Près de 150 ans après sa réalisation, un portrait inédit sur le marché de l’art peint par John Singer Sargent (1856-1925) sera bientôt en vente à Paris. Réalisé en 1879, le Portrait de René Kieffer est resté depuis sa création dans la famille du modèle et n’a jamais été proposé sur le marché de l’art. L’œuvre, estimée entre 80 000 et 120 000 euros, sera mise aux enchères le 21 septembre 2026 à 14 heures à Drouot, par la maison de ventes Aurélien Lechertier.
Exécuté alors que l’artiste n’a que 23 ans, ce portrait appartient aux années parisiennes qui jouent un rôle déterminant dans sa formation.

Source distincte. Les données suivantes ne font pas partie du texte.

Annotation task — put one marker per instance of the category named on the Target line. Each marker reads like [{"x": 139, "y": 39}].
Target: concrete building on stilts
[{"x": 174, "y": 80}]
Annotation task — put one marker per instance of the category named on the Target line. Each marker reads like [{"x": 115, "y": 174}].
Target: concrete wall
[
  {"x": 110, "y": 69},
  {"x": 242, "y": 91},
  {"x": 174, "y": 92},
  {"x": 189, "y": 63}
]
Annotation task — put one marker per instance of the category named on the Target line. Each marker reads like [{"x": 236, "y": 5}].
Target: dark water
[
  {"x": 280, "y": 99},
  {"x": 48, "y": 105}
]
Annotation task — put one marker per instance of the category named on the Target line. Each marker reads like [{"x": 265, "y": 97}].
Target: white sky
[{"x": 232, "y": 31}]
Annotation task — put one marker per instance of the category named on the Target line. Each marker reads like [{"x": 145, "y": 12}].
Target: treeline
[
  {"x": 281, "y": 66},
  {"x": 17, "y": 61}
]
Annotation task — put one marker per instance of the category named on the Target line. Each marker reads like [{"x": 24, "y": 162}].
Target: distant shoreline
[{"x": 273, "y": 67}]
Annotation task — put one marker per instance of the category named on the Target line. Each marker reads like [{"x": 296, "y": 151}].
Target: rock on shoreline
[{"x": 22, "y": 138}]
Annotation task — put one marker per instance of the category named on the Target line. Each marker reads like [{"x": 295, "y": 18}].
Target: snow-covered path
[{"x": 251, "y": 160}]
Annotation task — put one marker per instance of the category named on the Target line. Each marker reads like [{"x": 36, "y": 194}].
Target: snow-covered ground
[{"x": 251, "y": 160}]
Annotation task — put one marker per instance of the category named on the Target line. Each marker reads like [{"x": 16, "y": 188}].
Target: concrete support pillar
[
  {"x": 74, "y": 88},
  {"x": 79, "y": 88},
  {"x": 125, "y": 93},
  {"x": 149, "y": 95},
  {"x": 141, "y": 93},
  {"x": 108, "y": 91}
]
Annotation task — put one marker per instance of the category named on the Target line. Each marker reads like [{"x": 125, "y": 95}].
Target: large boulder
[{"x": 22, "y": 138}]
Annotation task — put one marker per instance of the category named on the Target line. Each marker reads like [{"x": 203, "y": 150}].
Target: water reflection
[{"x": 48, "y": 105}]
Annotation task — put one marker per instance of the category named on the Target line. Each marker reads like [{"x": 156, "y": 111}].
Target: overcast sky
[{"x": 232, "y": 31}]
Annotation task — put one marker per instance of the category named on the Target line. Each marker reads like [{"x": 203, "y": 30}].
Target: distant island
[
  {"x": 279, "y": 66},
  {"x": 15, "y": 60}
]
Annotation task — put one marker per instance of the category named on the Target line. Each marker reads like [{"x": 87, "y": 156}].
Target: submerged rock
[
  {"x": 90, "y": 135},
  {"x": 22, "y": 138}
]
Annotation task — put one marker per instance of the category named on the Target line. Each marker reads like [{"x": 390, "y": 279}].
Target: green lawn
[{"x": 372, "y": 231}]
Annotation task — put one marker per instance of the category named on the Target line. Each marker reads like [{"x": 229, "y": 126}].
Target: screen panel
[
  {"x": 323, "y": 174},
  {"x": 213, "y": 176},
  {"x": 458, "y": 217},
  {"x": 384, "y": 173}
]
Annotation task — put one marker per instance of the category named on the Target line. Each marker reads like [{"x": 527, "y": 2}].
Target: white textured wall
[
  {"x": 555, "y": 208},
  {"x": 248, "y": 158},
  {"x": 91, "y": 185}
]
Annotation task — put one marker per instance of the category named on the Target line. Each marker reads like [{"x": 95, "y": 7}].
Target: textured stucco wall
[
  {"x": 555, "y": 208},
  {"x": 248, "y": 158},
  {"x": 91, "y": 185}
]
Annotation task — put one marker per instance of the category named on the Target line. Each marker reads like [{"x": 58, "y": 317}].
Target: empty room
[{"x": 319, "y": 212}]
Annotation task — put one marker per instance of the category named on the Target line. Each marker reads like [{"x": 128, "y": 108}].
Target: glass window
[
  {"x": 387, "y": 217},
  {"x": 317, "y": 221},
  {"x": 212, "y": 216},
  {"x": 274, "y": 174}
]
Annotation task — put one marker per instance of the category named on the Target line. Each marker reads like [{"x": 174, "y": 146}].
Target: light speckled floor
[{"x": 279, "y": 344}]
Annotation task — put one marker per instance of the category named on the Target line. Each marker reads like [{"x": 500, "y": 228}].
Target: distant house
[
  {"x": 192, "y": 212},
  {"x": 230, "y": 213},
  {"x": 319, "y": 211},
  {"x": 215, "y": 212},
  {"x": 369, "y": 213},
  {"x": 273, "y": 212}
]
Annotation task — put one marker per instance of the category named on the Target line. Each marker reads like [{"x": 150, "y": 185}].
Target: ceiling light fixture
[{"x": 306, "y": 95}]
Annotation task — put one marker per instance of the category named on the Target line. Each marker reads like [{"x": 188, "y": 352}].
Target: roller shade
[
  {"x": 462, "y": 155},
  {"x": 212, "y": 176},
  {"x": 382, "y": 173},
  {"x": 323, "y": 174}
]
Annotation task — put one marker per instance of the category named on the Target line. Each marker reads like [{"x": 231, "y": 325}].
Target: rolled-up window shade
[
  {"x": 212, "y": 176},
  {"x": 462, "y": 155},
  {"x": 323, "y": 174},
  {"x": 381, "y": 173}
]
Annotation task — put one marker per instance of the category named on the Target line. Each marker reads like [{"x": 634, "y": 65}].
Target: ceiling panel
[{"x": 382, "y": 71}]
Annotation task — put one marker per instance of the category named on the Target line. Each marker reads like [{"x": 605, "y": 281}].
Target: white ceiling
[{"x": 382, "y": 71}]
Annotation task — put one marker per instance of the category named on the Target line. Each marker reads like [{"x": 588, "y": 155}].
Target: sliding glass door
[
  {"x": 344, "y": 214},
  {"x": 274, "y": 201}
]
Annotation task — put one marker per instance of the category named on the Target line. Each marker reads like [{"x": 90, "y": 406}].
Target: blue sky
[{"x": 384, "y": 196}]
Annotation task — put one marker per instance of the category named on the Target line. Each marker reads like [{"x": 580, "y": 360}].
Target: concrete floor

Installé dans la capitale depuis plusieurs années, Argent travaille dans l’atelier de Carolus-Duran, dont il devient l’un des élèves les plus brillants. Il y développe, pendant dix ans, un langage pictural nourri par l’étude des maîtres espagnols, notamment Velázquez et Goya. Selon les organisateurs de la vente, le tableau « s’inscrit pleinement dans cette décennie fondatrice. Réalisé au moment où le jeune peintre affirme sa personnalité artistique, il témoigne de la maîtrise déjà remarquable qui caractérise ses premières commandes parisiennes. Les qualités d’observation, la subtilité psychologique et la liberté de la touche qui s’y expriment annoncent les chefs-d’œuvre qui seront présentés quelques années plus tard aux Salons de Paris avant de consacrer définitivement John Singer Sargent sur la scène internationale ».
Sujet du tableau, René Kieffer, né en 1870, est le fils d’Eugène Kieffer, avoué auprès de la Cour d’appel de Paris. Issu de la bourgeoisie parisienne, son père avait commandé à Sargent les portraits de ses deux enfants, René et Jeanne. Les deux tableaux, de dimensions identiques, formaient à l’origine un diptyque. Le portrait de Jeanne a été vendu à New York en 1985, tandis que celui de René est demeuré dans la descendance du modèle. En 1965, l’historien de l’art américain Charles Merrill Mount avait tenté de l’acquérir, sans succès, et la famille avait alors choisi de conserver l’œuvre. La vente de cette huile sur toile intervient judicieusement quelques mois après l’exposition « John Singer Sargent – Éblouir Paris » au musée d’Orsay, consacrée aux années parisiennes de l’artiste. Le portrait de René n’était pourtant pas présent dans cette manifestation, au contraire de celui de sa sœur Jeanne.